Sie bekommen sie nachher zurück.«
    Pagel zuckte mürrisch mit den Achseln,
fügte sich aber in sein Schicksal. »Ich zieh mir nur rasch Schuhe an«, sagte er
und verschwand im Flur.
    »Was ist denn los?«, fragte Maike leise,
als sie allein im Wohnzimmer waren. Ihr war deutlich anzusehen, dass sie den
Pagel gern noch etwas gründlicher in die Mangel genommen hätte.
    »Das war Heiko«, flüsterte er zurück. »Er,
Jo und Ellen sind gerade auf dem Weg zum Allgemeinen Krankenhaus.«
    »Zum Wiegand?«
    »Nein.
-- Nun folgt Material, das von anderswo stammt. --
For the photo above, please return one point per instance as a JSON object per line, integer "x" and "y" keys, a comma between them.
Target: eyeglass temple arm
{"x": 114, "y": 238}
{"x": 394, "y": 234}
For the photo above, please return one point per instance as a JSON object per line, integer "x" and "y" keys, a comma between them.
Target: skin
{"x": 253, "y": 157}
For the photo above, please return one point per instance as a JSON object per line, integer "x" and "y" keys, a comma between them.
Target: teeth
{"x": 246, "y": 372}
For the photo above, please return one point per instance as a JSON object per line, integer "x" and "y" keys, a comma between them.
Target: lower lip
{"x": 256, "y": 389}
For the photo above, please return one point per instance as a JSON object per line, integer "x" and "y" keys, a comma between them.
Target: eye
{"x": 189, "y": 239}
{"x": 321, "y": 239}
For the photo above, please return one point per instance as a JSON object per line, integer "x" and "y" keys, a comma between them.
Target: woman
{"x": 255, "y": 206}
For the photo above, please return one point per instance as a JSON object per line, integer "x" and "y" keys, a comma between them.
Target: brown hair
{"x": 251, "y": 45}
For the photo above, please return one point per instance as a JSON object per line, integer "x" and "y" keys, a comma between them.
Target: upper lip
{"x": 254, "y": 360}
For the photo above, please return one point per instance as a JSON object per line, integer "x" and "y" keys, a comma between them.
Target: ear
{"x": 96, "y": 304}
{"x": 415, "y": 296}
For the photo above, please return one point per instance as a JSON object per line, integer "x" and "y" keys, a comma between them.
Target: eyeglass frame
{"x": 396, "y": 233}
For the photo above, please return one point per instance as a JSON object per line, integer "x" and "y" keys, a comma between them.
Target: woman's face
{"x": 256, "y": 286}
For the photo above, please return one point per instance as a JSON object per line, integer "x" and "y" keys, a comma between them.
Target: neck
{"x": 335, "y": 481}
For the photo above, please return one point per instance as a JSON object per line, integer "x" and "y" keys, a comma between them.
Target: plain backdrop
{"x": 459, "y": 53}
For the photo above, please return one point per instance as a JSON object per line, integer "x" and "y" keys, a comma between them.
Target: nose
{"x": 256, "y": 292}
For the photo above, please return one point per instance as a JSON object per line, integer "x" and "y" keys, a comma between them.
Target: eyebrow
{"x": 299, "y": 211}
Da ist jemand aus der
Dominikanischen Republik eingeliefert worden, eine junge Frau.«
    »Wie bitte?«
    Mendelski konnte nicht mehr antworten,
denn Pagel betrat den Raum.
    »Also meinetwegen kann’s losgehen.«
    * * *
    Die junge drahtige Ärztin mit
dem blonden Kurzhaarschnitt seufzte.
    »Das geht hier ja heute zu wie in einem
Gefängniskrankenhaus«, sagte sie, während sie Heiko Strunz und Ellen Vogelsang
durch den Gang zur Notaufnahme führte. »Am Morgen waren Ihre Kollegen bei
diesem verhinderten Selbstmörder aus Eschede. Und jetzt schon wieder die
Polizei – dieses Mal wegen einer geheimnisvollen exotischen Schönheit in
Nöten …« Sie verzog das Gesicht zu einem ironischen Grinsen.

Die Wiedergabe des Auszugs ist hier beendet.